Fighting for control over the alcohol market in Poland
Numerous disputes over known Polish alcohol brands have taken place recently. Competitors often attempt to invalidate the trademark or force it to expire, e.g. Wiśniówka, Krupnik, Starka or Sophia, claiming they do not have trademark distinctiveness.
One method to gain the rights to use a known trademark, registered to a competitor, is demanding its expiry due to so-called degeneration. According to art. 169, item 1, point 6 of the Industrial Property Act dated 30 June 2000 (“IPL”)a trademark expires due to the loss of distinct elements as a result of actions or negligence of the right holder, that lead to the mark becoming a common mark, consisting only of elements that in trading can only be used to signify, in particular, a type of the item or its other properties. If the Patent Office of the Republic of Poland declares a trademark expired, other market players can use it freely. Such a dispute was raised regarding, inter alia, the trademarks of Krupnik and Wiśniówka – known Polish alcoholic beverages, as well as the trademark Sophia related to Bulgarian wines.
The Office and administrative courts are correct to recognise that a degeneration of a trademark can be declared only in specific cases. Two criteria listed in art. 169, item 1, point 6 need to be met, i.e. generic or descriptive meaning of a trademark functioning in the market, or actions or negligence of the right holder, which led to the trademark losing its distinctiveness. The key factor here is the reception of the trademark by consumers, and not, for example, definitions in dictionaries or other publications.
The party applying for trademark expiry needs to submit proof of how the trademark is seen by consumers, i.e. if it is seen as an indicator of originating from a certain source, or a generic mark. It then seems necessary to conduct market research for every case. Jurisdiction concerning assessing the results of this research is scarce. In particular, it has not been specified what quantitative criterion dictates that a trademark is considered degenerated. It is clear that every case needs to be assessed while taking all of its specific circumstances into consideration, while all uncertainties should be decided in favour of the trademark right holder.

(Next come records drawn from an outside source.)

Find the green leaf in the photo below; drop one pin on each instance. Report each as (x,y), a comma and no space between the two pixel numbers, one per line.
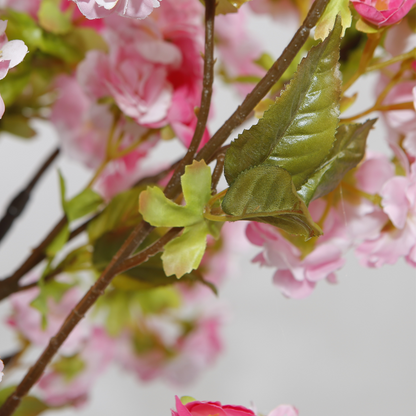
(348,151)
(326,22)
(29,406)
(297,132)
(160,211)
(266,193)
(82,204)
(184,253)
(52,19)
(121,212)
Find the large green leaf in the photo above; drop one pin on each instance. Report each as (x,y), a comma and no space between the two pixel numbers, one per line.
(348,150)
(266,193)
(297,132)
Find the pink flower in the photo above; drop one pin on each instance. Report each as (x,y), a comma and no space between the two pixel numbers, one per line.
(383,13)
(11,54)
(84,127)
(138,9)
(171,347)
(296,276)
(28,321)
(397,239)
(197,408)
(61,388)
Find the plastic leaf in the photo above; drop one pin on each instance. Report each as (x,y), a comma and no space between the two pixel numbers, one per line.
(266,193)
(184,253)
(160,211)
(297,132)
(52,19)
(326,22)
(348,150)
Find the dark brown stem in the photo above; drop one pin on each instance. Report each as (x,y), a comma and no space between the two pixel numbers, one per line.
(172,188)
(148,180)
(19,202)
(134,240)
(10,285)
(150,251)
(216,175)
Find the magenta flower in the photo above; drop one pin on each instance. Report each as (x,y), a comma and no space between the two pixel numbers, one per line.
(383,12)
(197,408)
(138,9)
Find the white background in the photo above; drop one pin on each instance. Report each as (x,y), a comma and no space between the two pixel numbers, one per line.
(349,349)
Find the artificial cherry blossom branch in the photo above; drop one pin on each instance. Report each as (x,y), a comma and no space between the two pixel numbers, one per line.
(10,285)
(143,229)
(18,204)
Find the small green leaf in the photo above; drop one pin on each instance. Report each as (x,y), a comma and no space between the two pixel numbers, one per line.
(17,124)
(184,253)
(297,132)
(29,405)
(326,22)
(265,61)
(82,204)
(160,211)
(348,151)
(266,193)
(121,212)
(52,19)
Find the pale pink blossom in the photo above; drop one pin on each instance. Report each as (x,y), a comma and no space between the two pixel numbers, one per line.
(138,9)
(397,239)
(28,321)
(296,276)
(174,349)
(11,54)
(383,13)
(84,127)
(59,388)
(198,408)
(237,48)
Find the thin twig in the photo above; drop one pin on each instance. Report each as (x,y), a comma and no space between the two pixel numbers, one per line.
(171,189)
(10,285)
(19,202)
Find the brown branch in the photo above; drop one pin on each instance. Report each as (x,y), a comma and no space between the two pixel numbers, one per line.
(143,229)
(19,202)
(10,285)
(172,187)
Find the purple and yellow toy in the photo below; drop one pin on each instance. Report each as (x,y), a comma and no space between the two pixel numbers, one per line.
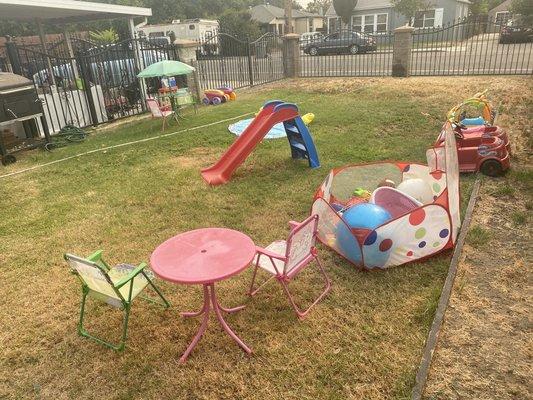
(218,96)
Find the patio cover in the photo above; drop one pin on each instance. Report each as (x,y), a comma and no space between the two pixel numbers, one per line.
(66,11)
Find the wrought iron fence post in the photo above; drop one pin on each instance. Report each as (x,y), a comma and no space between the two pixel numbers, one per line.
(249,57)
(13,56)
(401,52)
(186,52)
(291,55)
(85,69)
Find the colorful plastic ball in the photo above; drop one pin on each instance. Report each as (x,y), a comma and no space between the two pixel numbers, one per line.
(387,182)
(418,189)
(366,216)
(337,207)
(347,244)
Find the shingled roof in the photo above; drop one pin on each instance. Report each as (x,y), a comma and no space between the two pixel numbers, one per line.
(265,13)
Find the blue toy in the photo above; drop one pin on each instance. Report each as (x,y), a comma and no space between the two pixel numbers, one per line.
(361,216)
(366,216)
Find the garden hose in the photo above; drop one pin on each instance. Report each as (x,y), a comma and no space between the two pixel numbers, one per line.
(67,134)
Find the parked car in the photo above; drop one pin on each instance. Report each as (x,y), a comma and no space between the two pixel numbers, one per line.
(342,42)
(515,32)
(310,37)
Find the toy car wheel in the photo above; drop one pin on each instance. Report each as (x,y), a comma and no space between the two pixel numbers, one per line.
(353,49)
(8,159)
(491,168)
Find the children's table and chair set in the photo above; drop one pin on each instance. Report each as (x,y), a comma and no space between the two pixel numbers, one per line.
(200,257)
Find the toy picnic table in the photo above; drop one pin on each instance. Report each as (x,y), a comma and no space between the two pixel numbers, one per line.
(178,99)
(203,257)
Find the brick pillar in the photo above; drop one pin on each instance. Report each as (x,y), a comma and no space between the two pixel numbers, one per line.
(186,50)
(291,55)
(401,56)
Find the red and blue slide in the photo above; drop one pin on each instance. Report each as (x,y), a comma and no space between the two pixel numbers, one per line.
(273,112)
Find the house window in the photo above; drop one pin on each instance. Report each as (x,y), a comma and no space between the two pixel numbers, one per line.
(381,22)
(425,19)
(502,17)
(334,24)
(370,23)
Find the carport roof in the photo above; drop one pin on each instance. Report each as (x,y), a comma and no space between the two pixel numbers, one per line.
(65,11)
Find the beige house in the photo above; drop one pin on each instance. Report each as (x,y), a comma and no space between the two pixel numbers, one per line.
(272,19)
(501,14)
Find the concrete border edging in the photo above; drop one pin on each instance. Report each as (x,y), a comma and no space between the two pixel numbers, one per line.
(433,335)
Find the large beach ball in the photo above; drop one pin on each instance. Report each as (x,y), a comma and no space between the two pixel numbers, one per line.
(347,244)
(361,217)
(418,189)
(366,216)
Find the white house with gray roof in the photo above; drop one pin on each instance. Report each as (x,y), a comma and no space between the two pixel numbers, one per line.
(375,16)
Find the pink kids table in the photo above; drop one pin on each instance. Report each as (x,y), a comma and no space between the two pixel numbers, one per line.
(203,257)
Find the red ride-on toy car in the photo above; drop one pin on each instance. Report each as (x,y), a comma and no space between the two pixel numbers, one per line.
(218,96)
(481,148)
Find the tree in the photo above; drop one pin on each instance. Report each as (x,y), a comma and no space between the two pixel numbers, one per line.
(408,8)
(525,9)
(344,9)
(479,7)
(316,6)
(107,36)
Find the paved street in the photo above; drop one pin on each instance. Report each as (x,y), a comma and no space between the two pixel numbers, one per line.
(469,58)
(476,56)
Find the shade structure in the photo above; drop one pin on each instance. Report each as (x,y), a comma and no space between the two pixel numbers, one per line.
(165,68)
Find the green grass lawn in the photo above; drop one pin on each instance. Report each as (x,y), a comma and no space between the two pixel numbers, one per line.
(363,341)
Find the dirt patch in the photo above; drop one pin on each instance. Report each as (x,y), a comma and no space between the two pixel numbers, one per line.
(484,349)
(197,157)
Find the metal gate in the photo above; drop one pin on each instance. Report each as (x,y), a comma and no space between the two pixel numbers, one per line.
(472,47)
(348,53)
(224,60)
(97,85)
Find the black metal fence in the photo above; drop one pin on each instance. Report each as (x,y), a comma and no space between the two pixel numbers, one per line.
(224,60)
(97,85)
(477,46)
(348,53)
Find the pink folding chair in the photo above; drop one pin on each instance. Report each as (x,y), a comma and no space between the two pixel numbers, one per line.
(284,259)
(157,112)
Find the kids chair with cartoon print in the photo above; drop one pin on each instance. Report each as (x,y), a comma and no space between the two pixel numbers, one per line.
(284,259)
(117,286)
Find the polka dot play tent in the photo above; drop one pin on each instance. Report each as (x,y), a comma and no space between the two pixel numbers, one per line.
(416,229)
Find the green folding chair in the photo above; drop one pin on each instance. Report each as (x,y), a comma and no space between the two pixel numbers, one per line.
(117,286)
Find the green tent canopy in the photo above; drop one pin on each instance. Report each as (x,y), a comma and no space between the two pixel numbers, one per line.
(165,68)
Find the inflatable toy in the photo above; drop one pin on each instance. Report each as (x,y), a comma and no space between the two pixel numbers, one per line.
(415,231)
(365,216)
(394,201)
(418,189)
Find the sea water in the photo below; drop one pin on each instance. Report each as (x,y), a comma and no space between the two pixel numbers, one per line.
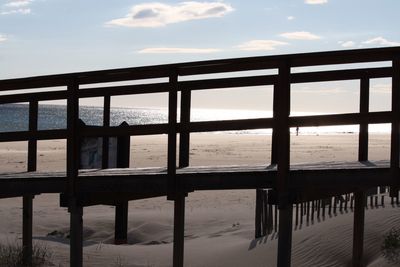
(15,117)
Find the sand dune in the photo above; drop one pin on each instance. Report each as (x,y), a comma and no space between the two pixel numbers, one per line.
(220,224)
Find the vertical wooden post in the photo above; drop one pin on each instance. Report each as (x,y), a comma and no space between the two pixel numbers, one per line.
(76,211)
(359,196)
(27,222)
(121,223)
(121,208)
(175,190)
(27,201)
(358,230)
(258,214)
(395,133)
(179,230)
(281,127)
(76,234)
(184,135)
(106,123)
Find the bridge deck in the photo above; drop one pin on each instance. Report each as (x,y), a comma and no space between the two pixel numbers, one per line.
(324,175)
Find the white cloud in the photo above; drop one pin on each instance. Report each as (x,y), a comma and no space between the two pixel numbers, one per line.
(177,50)
(23,11)
(380,41)
(16,7)
(159,14)
(381,88)
(261,45)
(347,44)
(316,2)
(18,3)
(328,91)
(300,36)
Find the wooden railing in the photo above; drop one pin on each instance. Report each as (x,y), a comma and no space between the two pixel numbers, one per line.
(280,122)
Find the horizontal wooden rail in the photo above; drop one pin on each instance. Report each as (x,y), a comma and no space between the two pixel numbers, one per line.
(205,126)
(341,119)
(204,67)
(36,135)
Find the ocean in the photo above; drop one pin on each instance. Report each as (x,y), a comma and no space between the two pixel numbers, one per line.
(14,117)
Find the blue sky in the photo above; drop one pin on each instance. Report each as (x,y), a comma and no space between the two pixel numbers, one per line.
(40,37)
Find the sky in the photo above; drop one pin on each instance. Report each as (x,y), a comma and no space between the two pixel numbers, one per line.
(39,37)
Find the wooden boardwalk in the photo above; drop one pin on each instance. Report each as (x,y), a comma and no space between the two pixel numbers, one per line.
(289,184)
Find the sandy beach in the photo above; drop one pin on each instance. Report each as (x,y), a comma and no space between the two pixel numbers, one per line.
(219,224)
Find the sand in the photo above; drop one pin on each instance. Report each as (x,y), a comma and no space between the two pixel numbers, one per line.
(219,224)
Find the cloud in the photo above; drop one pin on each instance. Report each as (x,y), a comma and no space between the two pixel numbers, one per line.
(18,3)
(300,36)
(315,2)
(380,41)
(347,44)
(159,14)
(177,50)
(16,7)
(328,91)
(23,11)
(261,45)
(381,88)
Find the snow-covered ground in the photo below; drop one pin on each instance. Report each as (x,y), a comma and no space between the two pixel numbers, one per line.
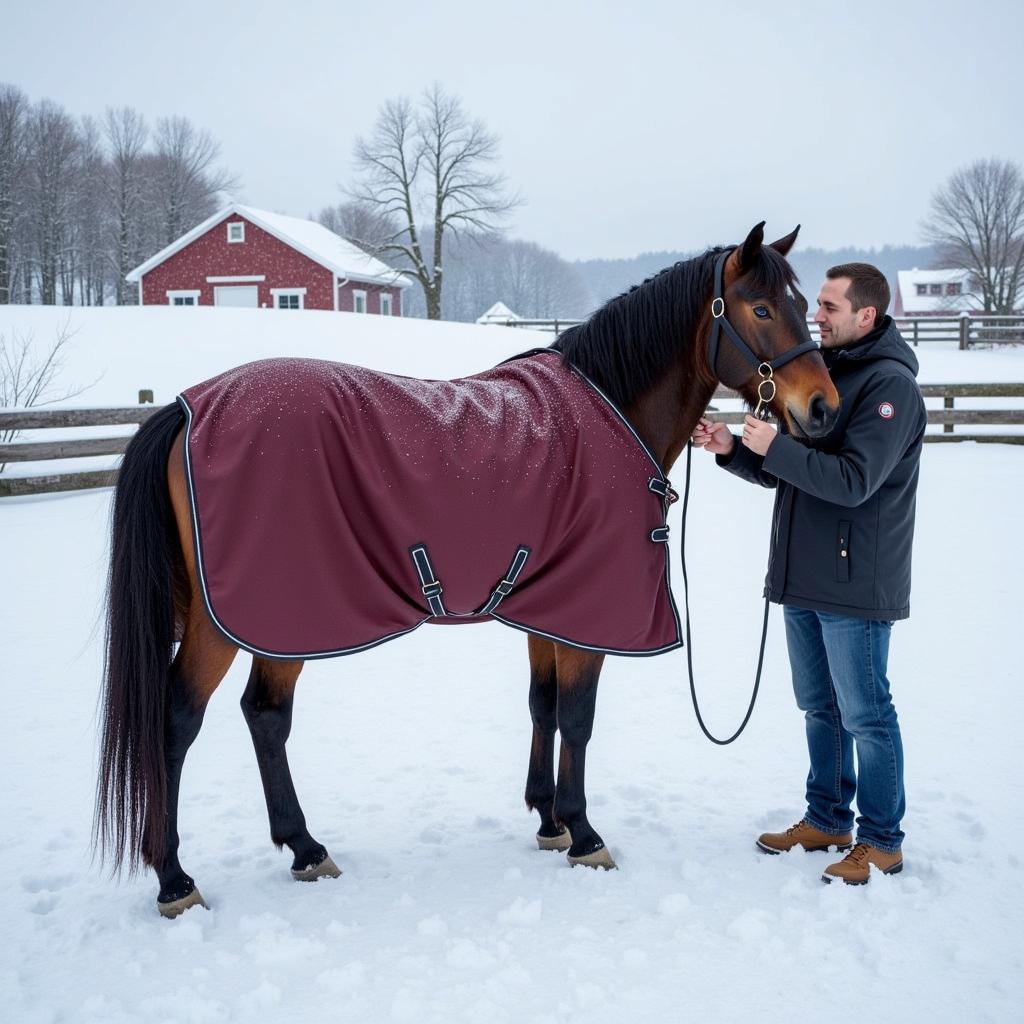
(411,760)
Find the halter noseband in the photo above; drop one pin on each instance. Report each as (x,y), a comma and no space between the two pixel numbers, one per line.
(720,323)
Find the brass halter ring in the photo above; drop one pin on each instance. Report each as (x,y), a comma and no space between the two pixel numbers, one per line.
(765,399)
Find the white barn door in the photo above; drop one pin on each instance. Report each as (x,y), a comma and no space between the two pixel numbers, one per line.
(236,295)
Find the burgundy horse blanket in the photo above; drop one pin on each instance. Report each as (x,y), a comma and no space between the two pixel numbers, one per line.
(335,507)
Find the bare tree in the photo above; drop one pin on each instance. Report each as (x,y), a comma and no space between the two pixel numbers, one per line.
(430,166)
(13,117)
(28,378)
(976,221)
(126,136)
(187,184)
(51,181)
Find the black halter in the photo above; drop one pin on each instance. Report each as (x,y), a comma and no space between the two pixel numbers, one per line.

With respect to actions taken by the trademark right holder, it is important not to neglect using their trademark and enforcing the rights to it. With this in mind, the main argument of applicants for trademark expiry is use of the trademark by numerous market entities. In this case the right holder needs to provide proof that a competitor using the trademark was an infringement, which he prevented.
It stems from the above that it is not enough to simply register a trademark to fully benefit from it. It needs to be used and protected from third party infringements. In the case of trademarks that risk degeneration, it is also necessary to monitor press and dictionaries to prevent them from being degenerated. It is also possible to request that there is a note that a term placed in a dictionary is a registered trademark (art. 296 ust.13 IPL in the act enacted on 20 February 2019 r.).